ID: RF01309 (96090518)
Application Operations Engineering Analyst with BlueMix, Cloud Native, AWS, Azure, Google Cloud, Splunk, Foglight, Dynatrace, HP BSM, Java/Python/Shell and Tomcat/WebSphere experience
Pleasanton, CA (ka.org)
Duration: 12 months
• 5+ years industry experience engineering and supporting high traffic, scalable, consumer facing web applications, PaaS, or cloud technologies.
• 10+ years industry experience building, developing and supporting 3 tier internet enterprise applications.
• Experience in application operations in the cloud: BlueMix or Cloud Native, AWS, Microsoft Azure, Google Cloud, etc; strong experience designing and managing fault tolerant web platforms with 99.9+ availability.
• Strong practical usage of statistics and creation statistics-based models in previous related IT engagements.
• Very proficient in manipulating and analyzing logs and monitoring data from system utilities such as Splunk, Foglight, Dynatrace, HP BSM (or similar) and any similar tools with that are helpful.
• Good interpersonal communication skills and ability to work well in diverse and cross-functional teams of other SREs, infrastructure engineers, developers, IT product managers, etc.
• Understands and can factor in various implemented caching technologies when creating predictive modeling.
• Strong understanding of capacity management principles in static and dynamic models
• Strong proficiency coding in one or more of the following: Java (ideal), Python, advanced Shell Script.
• Experience configuring and performance tuning one or more of the following web platforms: Tomcat, Apache, WebSphere, etc.
• Preferred B.S. or M.S. in Computer Science or related technical discipline.
Primary Responsibilities –
• Creates an application system usage projection model, based on collecting and analyzing the log and monitoring data. Tests and adjusts the model, as needed. Models include predictive models of system transactions and user level transactions; predictive models that would help identify potential tipping points or thresholds of the application.
• Measure and predict traffic and its impact on infrastructure components so that we are not surprised by demand.

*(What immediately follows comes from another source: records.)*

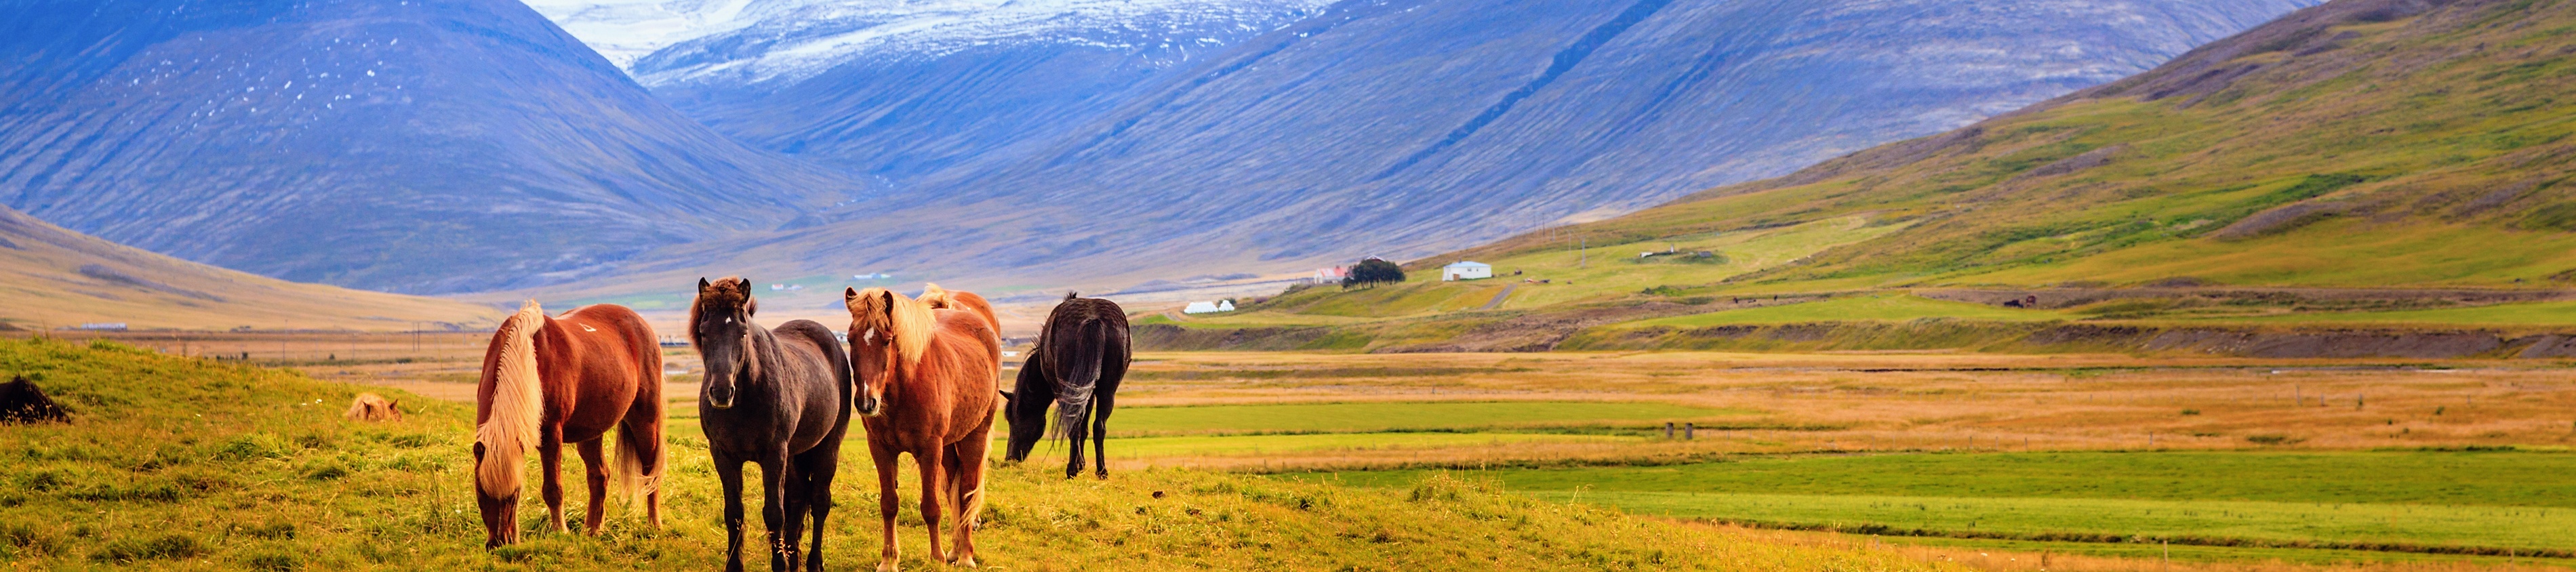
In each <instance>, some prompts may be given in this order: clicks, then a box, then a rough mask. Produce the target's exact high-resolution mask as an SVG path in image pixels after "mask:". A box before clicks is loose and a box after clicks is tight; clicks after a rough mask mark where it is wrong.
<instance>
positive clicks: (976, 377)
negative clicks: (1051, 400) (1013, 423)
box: [842, 286, 1002, 572]
mask: <svg viewBox="0 0 2576 572" xmlns="http://www.w3.org/2000/svg"><path fill="white" fill-rule="evenodd" d="M842 304H845V307H850V368H853V371H855V374H858V412H860V415H866V417H860V423H863V425H868V453H871V456H873V459H876V490H878V497H876V508H878V515H881V518H884V531H886V536H884V541H886V549H884V554H881V559H878V562H876V569H878V572H894V569H896V549H894V515H896V510H899V500H896V490H894V472H896V466H894V459H896V456H899V453H912V461H914V464H917V466H920V472H922V523H925V526H927V528H930V557H933V559H940V562H948V564H966V567H974V564H976V562H974V520H976V518H979V515H981V513H984V453H987V451H989V448H992V417H994V412H997V410H999V397H1002V381H999V379H1002V335H999V325H997V322H994V317H992V304H987V301H984V296H976V294H966V291H943V289H940V286H930V289H925V291H922V299H920V301H914V299H907V296H904V294H894V291H889V289H866V291H858V289H845V291H842ZM943 505H945V508H953V510H956V513H953V515H956V533H953V546H956V551H940V515H943V513H940V510H943Z"/></svg>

This is for allowing for mitigation or response, as it related to single site usage or other reasons.
• Maintains an overall understanding of current systems operating behavior and trends.
• Evaluates performance results on new and modified IT services for general understanding and to give feedback. These results are also factors used to model.
• Proactively works with other Blue Mix (Cloud Native) application and support engineers to advise on dynamic application capacity and failover techniques/provisioning.
• Monitor growth in the current and future cloud platforms and look for performance improvement generally, to include looking at resource requirements that increase suddenly or seem disproportionate to the services being performed.
• Analyzes and correlates incidents and problems with models created; partially to head off potential conflicts that could be impactful to the application.
• Assists in assessing the capacity impact of new architecture, environment or application major or potentially impactful changes.
• Proactively utilizing application capacity-related data, comparing actual levels against targets. addressing shortfalls or overcapacity. This can aid in the continuous reduction of resources no longer needed (which is moving to other platforms).
• Able to gather data, analyze and create models for both the portal-based legacy and the newer platform based IBM Blue Mix PaaS environments.